Evaluate $\int \sqrt{\frac{\cos x - \cos^3 x}{1-\cos^3 x}}dx$
My attempt:
$I=\int \sqrt{\frac{\cos x - \cos^3 x}{1-\cos^3 x}}dx=\int \sqrt{\frac{\cos x(1-\cos^2 x)}{1-\cos^3 x}}dx=\int \sqrt{\frac{\cos x\sin^2 x}{1-\cos^3 x}}dx=\int \sin x\sqrt{\frac{\cos x}{1-\cos^3 x}}dx=\int\sqrt{\frac{\cos x}{1-\cos^3 x}}(\sin x)dx=-\int \sqrt{\frac{\cos x}{1-\cos^3 x}}(-\sin x)dx$
Let $z=\cos x$
$\therefore dz=(-\sin x)dx$
$\therefore I=-\int\sqrt{\frac{z}{1-z^3}}dz$
I cannot understand how to proceed further. Please help.
Hint: Substitute $u=z^{3/2}$. You should then be able to recognise the integral you get.
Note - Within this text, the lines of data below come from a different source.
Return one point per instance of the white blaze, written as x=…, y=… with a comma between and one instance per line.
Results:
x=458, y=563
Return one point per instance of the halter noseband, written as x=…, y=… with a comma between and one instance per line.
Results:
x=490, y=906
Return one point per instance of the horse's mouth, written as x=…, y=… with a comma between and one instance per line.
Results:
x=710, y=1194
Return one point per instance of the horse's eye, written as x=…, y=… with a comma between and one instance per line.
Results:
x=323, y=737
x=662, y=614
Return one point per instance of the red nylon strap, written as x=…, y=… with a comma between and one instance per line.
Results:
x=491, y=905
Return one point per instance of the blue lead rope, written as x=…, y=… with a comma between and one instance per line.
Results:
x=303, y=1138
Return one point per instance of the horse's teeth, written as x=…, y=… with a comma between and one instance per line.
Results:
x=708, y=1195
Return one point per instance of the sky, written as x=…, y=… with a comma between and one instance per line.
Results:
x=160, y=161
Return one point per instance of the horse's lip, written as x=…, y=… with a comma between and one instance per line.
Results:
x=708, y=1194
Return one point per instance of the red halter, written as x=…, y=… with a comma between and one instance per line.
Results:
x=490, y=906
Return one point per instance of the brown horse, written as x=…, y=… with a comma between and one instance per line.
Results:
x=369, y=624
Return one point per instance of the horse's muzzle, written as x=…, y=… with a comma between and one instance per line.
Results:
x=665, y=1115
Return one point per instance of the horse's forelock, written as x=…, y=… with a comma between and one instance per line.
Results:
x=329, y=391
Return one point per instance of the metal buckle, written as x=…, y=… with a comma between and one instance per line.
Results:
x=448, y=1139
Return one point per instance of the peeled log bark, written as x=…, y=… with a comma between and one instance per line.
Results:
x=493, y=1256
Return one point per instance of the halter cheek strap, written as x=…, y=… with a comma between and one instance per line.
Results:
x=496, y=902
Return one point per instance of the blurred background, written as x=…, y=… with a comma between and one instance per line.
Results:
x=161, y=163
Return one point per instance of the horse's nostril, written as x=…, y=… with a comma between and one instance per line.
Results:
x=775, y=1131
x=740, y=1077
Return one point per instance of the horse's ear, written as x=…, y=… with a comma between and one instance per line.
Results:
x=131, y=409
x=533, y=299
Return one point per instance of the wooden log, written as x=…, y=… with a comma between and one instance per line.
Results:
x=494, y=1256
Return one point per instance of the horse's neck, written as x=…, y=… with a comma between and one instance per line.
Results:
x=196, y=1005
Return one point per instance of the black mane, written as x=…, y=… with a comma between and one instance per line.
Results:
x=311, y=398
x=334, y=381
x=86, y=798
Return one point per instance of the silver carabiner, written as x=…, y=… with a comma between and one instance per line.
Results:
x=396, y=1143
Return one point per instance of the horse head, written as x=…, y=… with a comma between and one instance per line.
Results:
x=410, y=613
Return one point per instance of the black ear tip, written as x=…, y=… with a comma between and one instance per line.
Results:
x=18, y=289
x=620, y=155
How could you have come up with this yourself? Well note that you have $\sqrt z dz$ on top (which is the same up to a constant as $d(z^{3/2})$), and you have $1-z^3$ on the denominator, whereas you're probably more used to seeing things of the form $1-z^2$ on the denominator. So the substitution $z^{3/2}$ has the effect of transforming the denominator into something you recognise, while also getting rid of the squareroot on the numerator.